The dilemma is particularly pronounced for passive investors who use the few exchange-traded funds (ETFs) available on the market. In a recent report, Morningstar analysed the relative weightings of emerging market countries in MSCI’s ESG-themed indices the ETFs use.

The report found that the more strict the ESG rules a manager wants to follow, the bigger the deviations from country weightings in broad emerging market indices.

In particular, the strictest socially-responsible investing (SRI) indices severely underweight China, while overweighting India, South Korea and Taiwan.

China’s low ESG scores

China lags behind other markets on the ESG landscape for several reasons, according to Monika Dutt, the report author, who quotes a research paper by ESG researcher Sustainalytics.

In essence, Chinese firms, on average, receive the lowest environmental scores among all emerging market companies. Inadequate labour standards, which result in more frequent on-the-job accidents, bring down the country’s rating on the social scores. Poor financial disclosures, the opaque business environment, and a large proportion of state-owned enterprises are behind a low average score on corporate governance factors.

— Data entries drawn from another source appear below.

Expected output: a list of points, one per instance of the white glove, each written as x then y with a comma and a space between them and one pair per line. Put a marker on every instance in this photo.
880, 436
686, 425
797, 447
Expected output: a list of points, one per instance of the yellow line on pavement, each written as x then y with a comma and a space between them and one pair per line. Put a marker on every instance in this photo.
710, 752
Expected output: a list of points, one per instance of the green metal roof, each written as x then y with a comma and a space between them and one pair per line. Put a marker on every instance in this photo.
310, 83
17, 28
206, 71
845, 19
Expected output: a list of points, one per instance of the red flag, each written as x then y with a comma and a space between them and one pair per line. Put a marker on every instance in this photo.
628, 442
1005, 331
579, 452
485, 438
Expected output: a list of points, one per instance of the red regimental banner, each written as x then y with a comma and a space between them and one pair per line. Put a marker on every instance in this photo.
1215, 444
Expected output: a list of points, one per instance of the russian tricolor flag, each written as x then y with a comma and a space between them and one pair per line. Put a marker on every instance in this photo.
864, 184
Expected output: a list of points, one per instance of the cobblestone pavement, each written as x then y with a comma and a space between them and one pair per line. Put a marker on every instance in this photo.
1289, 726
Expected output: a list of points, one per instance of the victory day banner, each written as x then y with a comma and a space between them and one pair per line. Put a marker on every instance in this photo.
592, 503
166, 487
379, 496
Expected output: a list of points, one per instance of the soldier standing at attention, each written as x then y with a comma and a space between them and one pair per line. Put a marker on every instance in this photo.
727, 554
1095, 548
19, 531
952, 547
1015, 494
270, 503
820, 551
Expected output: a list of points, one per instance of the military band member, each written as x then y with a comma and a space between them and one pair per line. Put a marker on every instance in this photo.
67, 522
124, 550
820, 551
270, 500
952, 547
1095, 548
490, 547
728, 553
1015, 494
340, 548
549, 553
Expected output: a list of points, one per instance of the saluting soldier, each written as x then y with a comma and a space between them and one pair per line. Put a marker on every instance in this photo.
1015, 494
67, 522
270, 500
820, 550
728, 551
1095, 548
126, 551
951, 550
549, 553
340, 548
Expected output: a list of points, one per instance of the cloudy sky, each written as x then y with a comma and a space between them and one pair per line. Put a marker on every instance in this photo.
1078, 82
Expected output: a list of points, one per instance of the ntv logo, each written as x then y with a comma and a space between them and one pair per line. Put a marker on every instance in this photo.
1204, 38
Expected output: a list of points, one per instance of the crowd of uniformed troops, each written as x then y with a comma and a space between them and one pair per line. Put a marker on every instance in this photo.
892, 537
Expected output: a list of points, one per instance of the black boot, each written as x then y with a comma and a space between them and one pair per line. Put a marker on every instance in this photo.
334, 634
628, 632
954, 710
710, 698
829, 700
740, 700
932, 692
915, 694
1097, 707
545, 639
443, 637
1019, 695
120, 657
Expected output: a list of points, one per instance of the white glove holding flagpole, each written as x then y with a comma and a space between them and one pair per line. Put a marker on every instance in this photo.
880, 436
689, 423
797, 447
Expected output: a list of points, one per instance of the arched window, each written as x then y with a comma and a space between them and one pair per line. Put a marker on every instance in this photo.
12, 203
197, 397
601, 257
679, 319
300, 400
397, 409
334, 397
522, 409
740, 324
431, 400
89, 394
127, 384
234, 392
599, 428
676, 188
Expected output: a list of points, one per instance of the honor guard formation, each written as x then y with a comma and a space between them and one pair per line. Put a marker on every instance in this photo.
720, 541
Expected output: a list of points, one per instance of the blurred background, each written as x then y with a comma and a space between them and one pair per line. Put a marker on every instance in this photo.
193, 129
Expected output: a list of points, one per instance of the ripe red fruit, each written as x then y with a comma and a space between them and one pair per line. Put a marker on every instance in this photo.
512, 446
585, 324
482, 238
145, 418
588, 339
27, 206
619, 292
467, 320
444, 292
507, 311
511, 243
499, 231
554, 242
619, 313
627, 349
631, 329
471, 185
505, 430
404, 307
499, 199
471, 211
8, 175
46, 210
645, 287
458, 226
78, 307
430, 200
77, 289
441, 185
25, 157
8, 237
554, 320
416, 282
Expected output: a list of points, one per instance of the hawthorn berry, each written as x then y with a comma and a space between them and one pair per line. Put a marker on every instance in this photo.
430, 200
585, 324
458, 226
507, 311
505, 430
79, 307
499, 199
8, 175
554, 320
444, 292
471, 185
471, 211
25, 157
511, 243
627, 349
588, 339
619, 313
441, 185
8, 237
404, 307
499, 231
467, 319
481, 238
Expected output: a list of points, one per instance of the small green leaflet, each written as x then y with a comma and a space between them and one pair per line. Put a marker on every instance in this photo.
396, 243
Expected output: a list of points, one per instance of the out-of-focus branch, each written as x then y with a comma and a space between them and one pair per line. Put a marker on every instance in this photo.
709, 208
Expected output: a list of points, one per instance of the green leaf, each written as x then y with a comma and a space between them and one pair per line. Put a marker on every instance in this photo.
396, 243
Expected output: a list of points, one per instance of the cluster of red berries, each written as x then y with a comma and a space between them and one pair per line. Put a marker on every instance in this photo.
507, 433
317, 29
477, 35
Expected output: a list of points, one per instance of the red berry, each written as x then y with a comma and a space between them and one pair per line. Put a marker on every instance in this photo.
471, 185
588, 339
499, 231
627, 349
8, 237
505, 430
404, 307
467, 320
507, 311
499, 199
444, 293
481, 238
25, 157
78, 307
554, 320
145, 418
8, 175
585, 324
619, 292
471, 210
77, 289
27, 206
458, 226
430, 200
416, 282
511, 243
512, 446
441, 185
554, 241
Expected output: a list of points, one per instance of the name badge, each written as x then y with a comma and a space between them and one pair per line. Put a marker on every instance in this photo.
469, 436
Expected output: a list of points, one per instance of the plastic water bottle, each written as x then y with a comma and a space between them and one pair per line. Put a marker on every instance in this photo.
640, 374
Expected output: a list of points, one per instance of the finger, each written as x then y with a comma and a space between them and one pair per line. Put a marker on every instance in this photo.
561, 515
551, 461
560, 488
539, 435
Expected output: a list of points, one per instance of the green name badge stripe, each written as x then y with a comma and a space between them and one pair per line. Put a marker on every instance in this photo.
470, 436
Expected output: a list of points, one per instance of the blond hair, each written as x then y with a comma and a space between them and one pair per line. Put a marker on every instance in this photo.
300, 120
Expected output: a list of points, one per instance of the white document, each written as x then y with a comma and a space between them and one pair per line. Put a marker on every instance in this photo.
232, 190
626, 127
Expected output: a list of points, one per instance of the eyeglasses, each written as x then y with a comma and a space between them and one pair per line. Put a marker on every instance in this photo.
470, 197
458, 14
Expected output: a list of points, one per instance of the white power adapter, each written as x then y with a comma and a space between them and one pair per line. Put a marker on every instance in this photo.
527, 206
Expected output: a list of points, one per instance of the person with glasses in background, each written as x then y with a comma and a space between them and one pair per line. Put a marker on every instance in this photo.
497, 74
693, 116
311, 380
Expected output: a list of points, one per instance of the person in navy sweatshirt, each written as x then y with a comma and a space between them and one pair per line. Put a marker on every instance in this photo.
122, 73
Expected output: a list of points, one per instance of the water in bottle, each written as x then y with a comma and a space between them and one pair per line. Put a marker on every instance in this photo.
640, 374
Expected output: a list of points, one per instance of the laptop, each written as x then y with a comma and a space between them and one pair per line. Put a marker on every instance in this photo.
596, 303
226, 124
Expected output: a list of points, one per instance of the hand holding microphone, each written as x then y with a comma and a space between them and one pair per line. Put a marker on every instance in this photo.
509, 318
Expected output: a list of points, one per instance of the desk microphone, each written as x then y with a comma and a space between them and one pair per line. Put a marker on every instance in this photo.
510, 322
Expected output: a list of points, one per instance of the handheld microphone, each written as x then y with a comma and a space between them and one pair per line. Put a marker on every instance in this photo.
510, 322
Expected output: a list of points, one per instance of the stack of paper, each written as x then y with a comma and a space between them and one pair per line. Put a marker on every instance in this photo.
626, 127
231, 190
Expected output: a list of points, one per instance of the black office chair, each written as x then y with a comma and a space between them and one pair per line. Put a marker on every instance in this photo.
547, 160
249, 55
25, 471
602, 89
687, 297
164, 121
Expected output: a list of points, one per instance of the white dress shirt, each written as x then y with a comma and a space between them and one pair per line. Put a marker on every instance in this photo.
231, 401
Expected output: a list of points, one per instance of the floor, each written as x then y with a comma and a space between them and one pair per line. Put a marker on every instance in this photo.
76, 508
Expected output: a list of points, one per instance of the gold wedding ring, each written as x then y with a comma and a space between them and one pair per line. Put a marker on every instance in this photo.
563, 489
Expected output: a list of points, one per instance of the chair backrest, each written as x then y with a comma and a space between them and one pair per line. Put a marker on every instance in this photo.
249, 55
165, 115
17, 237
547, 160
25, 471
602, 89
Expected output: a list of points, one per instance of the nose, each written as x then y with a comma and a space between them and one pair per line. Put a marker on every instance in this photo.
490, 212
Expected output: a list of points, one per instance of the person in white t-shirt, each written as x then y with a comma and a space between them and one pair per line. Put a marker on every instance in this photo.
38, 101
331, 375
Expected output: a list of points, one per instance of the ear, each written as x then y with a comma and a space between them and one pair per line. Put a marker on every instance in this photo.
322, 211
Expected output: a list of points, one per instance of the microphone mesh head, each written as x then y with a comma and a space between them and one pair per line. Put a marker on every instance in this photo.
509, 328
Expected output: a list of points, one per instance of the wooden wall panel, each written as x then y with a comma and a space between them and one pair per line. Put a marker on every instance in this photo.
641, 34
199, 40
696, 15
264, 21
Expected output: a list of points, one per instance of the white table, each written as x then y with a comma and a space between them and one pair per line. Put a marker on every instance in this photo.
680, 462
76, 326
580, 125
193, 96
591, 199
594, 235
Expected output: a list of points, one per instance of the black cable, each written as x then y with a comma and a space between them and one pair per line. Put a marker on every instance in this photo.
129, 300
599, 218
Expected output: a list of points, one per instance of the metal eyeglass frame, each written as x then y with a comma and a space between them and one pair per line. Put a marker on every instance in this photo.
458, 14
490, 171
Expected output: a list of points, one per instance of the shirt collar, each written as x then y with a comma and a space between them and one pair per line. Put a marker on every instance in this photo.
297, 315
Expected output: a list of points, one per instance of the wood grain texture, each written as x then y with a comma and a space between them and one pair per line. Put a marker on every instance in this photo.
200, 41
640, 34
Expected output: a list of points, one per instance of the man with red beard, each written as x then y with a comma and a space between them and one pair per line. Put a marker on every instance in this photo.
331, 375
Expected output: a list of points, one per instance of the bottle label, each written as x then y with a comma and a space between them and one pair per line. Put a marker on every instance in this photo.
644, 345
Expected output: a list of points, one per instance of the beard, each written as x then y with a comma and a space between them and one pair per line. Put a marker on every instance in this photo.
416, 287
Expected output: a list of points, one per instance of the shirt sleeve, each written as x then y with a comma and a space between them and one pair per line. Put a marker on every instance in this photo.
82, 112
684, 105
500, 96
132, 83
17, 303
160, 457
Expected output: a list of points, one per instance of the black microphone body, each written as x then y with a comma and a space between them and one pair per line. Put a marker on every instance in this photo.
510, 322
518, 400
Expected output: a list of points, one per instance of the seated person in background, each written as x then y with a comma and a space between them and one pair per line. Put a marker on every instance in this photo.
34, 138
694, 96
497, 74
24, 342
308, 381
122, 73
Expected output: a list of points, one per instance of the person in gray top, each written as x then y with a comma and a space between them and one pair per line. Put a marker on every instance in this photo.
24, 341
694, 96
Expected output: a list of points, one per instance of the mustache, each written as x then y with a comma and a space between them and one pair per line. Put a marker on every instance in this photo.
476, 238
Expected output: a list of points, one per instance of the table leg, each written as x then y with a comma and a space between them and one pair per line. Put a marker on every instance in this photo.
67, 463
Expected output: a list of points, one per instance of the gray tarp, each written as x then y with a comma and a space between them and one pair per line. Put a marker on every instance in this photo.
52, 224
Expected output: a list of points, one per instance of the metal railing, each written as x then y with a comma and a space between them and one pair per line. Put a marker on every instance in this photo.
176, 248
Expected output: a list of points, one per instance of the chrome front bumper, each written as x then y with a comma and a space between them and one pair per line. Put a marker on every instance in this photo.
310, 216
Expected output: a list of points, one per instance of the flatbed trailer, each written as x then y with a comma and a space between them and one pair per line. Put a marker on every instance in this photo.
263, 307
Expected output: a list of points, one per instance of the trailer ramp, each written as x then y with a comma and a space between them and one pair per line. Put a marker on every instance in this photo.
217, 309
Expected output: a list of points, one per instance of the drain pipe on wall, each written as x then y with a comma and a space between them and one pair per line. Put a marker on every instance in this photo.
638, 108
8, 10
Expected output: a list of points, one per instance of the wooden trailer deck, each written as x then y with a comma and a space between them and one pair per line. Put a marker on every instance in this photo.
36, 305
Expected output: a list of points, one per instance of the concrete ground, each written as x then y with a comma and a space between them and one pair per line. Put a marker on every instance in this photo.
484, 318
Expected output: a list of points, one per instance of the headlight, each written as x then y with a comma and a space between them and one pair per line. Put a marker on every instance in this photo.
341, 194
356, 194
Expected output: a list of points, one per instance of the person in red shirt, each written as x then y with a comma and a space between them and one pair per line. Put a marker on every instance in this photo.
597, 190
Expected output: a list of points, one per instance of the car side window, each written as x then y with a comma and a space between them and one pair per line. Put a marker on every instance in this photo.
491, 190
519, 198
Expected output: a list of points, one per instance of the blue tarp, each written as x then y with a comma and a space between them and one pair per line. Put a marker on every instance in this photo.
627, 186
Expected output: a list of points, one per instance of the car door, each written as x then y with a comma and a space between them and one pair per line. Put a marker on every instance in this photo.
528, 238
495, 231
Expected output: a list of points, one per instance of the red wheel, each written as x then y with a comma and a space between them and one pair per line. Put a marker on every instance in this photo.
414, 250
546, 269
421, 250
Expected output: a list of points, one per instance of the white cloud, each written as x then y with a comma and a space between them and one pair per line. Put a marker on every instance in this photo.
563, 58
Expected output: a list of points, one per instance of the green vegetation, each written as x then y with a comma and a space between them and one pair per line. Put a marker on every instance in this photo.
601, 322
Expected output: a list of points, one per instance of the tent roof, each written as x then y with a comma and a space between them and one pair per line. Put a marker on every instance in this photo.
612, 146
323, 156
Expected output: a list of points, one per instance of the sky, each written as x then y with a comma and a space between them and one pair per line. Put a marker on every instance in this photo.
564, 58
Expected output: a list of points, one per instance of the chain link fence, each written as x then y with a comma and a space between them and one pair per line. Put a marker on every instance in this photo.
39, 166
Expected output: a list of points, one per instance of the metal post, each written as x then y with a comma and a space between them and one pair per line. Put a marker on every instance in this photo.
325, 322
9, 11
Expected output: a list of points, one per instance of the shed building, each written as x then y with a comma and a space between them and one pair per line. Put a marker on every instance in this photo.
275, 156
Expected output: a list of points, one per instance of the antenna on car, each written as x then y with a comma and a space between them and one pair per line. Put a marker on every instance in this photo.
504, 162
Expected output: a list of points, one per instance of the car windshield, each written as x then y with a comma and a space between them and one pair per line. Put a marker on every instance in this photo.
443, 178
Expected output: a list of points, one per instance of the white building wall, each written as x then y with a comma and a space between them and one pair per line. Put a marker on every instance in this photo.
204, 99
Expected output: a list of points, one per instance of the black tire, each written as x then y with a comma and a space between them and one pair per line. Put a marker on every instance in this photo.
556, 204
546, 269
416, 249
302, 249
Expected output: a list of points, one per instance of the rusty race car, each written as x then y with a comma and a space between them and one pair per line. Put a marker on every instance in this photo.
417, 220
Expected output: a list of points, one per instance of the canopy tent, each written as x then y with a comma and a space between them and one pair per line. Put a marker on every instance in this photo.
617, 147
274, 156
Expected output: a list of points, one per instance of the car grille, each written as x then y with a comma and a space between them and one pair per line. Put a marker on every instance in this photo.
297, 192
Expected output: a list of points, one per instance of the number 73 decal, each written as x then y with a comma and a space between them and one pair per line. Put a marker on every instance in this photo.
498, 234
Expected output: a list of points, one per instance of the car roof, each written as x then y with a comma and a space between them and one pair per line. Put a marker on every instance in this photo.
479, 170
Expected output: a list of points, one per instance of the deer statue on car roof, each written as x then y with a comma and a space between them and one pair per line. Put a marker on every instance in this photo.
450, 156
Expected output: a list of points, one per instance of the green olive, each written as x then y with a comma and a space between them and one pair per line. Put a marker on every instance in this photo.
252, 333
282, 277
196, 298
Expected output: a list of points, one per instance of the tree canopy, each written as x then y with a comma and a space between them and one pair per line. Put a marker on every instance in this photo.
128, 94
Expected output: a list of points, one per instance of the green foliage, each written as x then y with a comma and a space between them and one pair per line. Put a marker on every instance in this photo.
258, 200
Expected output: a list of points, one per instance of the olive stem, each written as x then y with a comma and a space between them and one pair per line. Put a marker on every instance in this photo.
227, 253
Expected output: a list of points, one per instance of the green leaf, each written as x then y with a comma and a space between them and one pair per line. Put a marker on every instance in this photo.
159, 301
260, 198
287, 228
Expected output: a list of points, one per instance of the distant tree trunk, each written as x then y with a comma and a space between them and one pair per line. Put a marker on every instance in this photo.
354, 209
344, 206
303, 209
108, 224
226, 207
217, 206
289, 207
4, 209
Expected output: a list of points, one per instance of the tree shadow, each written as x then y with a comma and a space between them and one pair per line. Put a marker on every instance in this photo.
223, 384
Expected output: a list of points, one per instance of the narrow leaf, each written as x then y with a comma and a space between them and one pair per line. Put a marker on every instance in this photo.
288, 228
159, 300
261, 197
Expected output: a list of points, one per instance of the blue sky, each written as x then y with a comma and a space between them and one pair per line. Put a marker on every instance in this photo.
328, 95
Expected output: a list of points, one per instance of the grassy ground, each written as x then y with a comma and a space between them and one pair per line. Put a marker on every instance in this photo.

Doing cross-border business with countries in which ESG practices are broadly adopted tends to improve companies’ ESG scores. India’s IT companies, which derive much revenue from Europe and the US, adhere to western ESG norms, thereby boosting their country’s weighting in ESG indices.

Two ETF examples

Morningstar looked at the two European-listed emerging market ETFs that screen investments for SRI criteria: the UBS MSCI Emerging Markets SRI ETF and the iShares MSCI Emerging Markets SRI ETF. The firm found that both products had significant country biases.

The UBS fund follows the MSCI Emerging Markets SRI 5% Issuer Capped Index. The cap-weighted index focuses on companies with high ESG ratings and excludes those with products carrying negative social or environmental impact. It limits the maximum weight of each company to 5%.

By design, the fund should provide exposure to large- and mid-cap stocks in 23 emerging markets, including the largest of them, China.

However, there was not a single Chinese name among the top 10 constituents of the index as of 28 April. The fund’s biggest holding was Taiwan Semiconductor (3.55%), and the other top 10 companies came from India, Brazil, South Korea, Mexico and South Africa. China accounted for 3.9% of the portfolio, according to the Morningstar report.

The iShares MSCI Emerging Markets SRI ETF follows the MSCI Emerging Markets SRI Index, a non-capped version of the one used by UBS. As a result, the skew is even more pronounced, with Taiwan Semiconductor accounting for the whopping 16.1% of the portfolio and Chinese companies for only 3.4%.

Because China is underweight, India, South Africa and Taiwan end up overweight in the SRI indices, with as much as double their weight in MSCI Emerging Market Index, Morningstar points out.

For reference, China constitutes 26.5% of the MSCI Emerging Markets Index, and that’s even without taking into account the market cap of China A-shares, which are not included in the index today.

Index China weighting
MSCI EM SRI 3.38%
MSCI EM SRI 5% Capped 3.86%
MSCI Emerging Markets 26.5%
Data: Morningstar, as of 31 March 2017 

MSCI’s option

MSCI provides an alternative, the MSCI Emerging Market ESG Index, that goes part-way to resolving this dilemma. The criteria for inclusion in the ESG index are less strict.

In particular, it does not exclude companies based on the negative social or environmental impact of their products, and the acceptable ESG score is one notch lower than in the SRI indices. Nor does it incorporate the “controversy score” which the SRI indices use to take measure of companies’ human rights violations or health and safety standards.

The country exposure in the ESG index is more in line with global emerging market indices. China represents 21% of the portfolio, with Tencent beating Taiwan Semiconductor to the top holding by weight.

Alternatives to ETFs

East Capital’s Karine Hirn recently described an alternative approach to ESG investing in emerging markets. It involves actively searching for companies that are in the early stages of ESG integration. They would not pass through ESG screening today, but the investment thesis maintains that the efforts toward improving their ESG metrics are bound to boost the companies’ performance.

Madhu Gayer, head of investment analytics for Asia at BNP Paribas, in an email to FSA, highlighted a couple of other options ESG-focused investors have when seeking China exposure. They include more advanced asset classes such as infrastructure and green bonds, as well as non-Chinese companies that derive a significant portion of their business from China.  

Analysis of unintended country bets is an essential part of risk analytics when discussing ESG integration, especially in emerging markets, Gayer noted.